Nearly a million tourists visit Scotland to hear live music
A new report by industry organisation UK Music has found that over 900,000 people visited Scotland to attend a concert or festival in 2015
Nearly a million tourists visited Scotland last year to hear live music, according to a new report.
The Wish You Were Here 2016 study found that 928,000 tourists visited Scotland in 2015 to attend a live concert or music festival.
It calculates that music tourism was worth £295m to the Scottish economy in 2015 and helped to sustain 3,230 jobs.
The report also highlights the value of music tourism to Glasgow and looked at the economic and cultural impact of live music and music tourism to the city.
Last year 1.4m people attended music events in Glasgow, including 449,000 music tourists who generated £105m of revenue for the city.

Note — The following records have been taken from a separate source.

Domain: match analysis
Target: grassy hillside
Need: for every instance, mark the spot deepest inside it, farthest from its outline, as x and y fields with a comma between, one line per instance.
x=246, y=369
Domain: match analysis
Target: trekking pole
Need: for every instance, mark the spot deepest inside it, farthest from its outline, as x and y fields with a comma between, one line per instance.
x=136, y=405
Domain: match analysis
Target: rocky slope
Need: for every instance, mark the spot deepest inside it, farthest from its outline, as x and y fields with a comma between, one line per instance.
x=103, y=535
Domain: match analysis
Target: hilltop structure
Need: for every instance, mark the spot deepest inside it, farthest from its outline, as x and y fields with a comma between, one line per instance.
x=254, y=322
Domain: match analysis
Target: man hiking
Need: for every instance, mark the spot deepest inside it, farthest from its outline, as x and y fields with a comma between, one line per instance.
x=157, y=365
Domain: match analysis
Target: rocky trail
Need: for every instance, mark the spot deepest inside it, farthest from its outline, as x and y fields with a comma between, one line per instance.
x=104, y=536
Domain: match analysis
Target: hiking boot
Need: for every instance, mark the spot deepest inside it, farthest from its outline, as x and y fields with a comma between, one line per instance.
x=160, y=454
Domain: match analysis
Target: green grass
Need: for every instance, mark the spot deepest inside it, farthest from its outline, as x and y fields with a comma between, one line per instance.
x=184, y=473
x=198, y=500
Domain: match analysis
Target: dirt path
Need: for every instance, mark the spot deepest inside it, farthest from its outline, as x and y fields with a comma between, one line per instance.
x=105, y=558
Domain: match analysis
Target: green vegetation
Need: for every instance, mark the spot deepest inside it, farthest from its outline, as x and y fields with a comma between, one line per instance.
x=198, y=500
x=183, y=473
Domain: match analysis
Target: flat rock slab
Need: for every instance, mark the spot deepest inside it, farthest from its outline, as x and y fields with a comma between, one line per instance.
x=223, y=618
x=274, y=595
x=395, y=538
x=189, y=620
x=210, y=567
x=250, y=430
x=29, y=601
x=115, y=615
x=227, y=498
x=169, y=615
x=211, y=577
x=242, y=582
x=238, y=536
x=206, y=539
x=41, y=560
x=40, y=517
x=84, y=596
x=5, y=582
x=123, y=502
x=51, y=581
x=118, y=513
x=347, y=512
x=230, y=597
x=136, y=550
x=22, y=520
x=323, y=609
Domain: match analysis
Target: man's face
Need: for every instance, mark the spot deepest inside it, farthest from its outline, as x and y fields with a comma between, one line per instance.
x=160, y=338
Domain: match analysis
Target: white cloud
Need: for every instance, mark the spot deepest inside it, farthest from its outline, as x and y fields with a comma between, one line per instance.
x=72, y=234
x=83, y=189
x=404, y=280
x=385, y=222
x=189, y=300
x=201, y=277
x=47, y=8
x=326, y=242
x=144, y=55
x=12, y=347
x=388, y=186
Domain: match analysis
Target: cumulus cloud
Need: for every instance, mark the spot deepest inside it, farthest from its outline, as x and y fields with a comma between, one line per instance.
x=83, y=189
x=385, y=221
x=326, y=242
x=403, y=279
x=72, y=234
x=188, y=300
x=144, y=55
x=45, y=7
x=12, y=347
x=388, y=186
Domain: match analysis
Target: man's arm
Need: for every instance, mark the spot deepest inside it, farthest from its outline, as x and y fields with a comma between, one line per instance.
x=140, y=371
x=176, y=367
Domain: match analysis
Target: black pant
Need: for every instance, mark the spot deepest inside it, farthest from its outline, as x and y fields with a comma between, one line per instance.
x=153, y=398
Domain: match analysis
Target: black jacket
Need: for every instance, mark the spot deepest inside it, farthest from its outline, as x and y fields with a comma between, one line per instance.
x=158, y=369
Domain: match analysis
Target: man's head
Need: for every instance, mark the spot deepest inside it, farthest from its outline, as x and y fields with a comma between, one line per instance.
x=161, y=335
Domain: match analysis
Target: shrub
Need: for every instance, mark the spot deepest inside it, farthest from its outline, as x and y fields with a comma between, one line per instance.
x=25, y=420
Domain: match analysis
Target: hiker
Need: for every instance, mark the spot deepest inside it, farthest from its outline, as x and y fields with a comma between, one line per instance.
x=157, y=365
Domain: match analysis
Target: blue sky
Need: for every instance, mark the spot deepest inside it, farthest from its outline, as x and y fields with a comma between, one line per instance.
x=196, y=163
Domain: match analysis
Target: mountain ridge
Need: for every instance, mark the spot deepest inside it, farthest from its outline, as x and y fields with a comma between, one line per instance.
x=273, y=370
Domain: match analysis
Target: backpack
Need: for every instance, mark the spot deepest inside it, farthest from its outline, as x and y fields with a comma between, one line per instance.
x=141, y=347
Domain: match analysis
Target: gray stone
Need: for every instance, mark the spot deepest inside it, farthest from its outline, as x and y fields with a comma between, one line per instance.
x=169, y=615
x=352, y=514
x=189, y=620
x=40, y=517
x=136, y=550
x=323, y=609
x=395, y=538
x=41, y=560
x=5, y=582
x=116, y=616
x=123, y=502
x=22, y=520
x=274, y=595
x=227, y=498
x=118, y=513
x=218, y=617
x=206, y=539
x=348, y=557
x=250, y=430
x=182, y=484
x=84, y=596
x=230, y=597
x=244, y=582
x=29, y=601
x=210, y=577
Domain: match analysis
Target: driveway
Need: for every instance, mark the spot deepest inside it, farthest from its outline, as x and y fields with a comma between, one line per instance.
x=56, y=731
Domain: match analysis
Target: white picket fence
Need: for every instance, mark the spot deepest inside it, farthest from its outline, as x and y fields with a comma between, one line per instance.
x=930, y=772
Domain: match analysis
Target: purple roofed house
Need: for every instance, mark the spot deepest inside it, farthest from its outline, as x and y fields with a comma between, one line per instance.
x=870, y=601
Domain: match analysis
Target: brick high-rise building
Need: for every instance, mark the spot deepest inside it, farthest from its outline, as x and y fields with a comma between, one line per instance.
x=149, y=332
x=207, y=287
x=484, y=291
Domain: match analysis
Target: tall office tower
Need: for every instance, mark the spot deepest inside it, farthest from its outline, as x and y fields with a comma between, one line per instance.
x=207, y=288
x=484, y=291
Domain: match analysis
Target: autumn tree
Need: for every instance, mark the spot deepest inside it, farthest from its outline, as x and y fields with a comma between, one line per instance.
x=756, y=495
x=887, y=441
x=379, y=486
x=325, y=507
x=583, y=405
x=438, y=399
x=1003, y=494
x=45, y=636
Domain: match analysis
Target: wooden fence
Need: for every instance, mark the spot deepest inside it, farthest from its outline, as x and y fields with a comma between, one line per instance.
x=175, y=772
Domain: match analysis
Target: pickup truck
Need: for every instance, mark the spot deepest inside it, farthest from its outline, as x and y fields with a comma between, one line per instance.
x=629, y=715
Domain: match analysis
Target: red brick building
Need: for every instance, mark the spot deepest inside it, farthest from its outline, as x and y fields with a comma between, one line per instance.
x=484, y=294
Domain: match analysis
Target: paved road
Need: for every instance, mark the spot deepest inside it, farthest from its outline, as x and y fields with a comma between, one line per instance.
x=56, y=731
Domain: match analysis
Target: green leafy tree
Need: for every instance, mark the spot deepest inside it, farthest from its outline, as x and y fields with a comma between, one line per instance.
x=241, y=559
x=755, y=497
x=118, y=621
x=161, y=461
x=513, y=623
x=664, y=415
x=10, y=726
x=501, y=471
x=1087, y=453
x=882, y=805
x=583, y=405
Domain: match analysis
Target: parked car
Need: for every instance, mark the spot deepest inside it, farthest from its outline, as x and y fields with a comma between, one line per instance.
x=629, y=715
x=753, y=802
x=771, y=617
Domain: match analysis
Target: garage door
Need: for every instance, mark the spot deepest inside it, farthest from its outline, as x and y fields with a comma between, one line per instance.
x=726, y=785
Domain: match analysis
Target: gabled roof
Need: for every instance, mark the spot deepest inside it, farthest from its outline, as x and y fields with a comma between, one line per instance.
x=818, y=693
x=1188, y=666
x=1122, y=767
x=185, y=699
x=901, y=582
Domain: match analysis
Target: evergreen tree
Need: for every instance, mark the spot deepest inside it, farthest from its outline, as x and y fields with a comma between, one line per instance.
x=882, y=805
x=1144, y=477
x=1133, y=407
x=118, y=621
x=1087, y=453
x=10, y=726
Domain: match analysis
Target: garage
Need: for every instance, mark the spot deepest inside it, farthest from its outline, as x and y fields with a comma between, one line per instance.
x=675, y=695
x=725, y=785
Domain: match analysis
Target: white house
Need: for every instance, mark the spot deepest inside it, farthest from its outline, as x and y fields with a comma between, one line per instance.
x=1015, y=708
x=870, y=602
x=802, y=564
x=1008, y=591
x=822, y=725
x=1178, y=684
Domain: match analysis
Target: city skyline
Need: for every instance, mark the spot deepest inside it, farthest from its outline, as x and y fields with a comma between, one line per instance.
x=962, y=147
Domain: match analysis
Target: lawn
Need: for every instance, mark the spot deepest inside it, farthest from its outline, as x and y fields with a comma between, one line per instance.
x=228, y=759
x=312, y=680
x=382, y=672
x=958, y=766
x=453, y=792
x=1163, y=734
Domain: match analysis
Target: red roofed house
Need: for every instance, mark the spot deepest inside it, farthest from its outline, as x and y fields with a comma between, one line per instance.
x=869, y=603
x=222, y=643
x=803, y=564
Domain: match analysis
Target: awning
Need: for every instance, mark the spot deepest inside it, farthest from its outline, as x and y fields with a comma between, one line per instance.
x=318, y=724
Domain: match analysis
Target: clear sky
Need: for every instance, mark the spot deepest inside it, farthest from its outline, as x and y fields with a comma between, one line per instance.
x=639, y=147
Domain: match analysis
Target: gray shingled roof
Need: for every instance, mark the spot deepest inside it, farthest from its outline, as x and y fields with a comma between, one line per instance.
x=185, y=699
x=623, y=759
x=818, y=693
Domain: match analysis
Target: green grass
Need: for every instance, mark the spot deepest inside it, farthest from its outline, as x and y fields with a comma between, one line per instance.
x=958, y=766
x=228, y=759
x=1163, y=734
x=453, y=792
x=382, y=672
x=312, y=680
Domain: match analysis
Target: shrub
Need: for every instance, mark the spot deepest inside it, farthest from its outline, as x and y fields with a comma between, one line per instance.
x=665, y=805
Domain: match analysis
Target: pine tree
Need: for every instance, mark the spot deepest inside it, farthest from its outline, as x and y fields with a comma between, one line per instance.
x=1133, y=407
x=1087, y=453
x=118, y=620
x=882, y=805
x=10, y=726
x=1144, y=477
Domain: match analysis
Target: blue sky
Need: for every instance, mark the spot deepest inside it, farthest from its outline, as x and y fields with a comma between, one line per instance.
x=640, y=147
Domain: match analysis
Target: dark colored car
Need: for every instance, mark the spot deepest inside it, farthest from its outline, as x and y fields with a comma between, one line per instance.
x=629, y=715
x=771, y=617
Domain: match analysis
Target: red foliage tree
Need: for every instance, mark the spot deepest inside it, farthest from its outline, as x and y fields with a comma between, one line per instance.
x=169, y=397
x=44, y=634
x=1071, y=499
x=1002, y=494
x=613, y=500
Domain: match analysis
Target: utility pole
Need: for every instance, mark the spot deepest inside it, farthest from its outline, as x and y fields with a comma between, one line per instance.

Alison Thewliss, SNP MP for Glasgow Central, said: “Glasgow has been recognised by UNESCO as a City of Music, and we are lucky to have a wealth of venues including the Barrowlands and King Tuts, to the City Halls and the Royal Concert Hall, the SECC and the Hydro.
“Glasgow is also growing musical talent and reaching out to the world through the efforts of The Royal Conservatoire of Scotland.
“Last year alone, almost half a million music tourists came to Glasgow, providing over 1100 jobs for local people and a boost of over £100 million to the city’s economy.”
This is the second edition of the report, which was carried out by economic analysts Oxford Economics on behalf of UK Music, an umbrella organisation that represents the UK’s commercial music industry.
UK Music chief executive Jo Dipple said: “The appetite for live music has continued to grow. Last year overseas music tourism increased by 16 per cent, whilst British music events were attended by a staggering 27.7 million people in 2015.
“What this report shows, unequivocally, is the economic value of live music to communities, cities and regions.”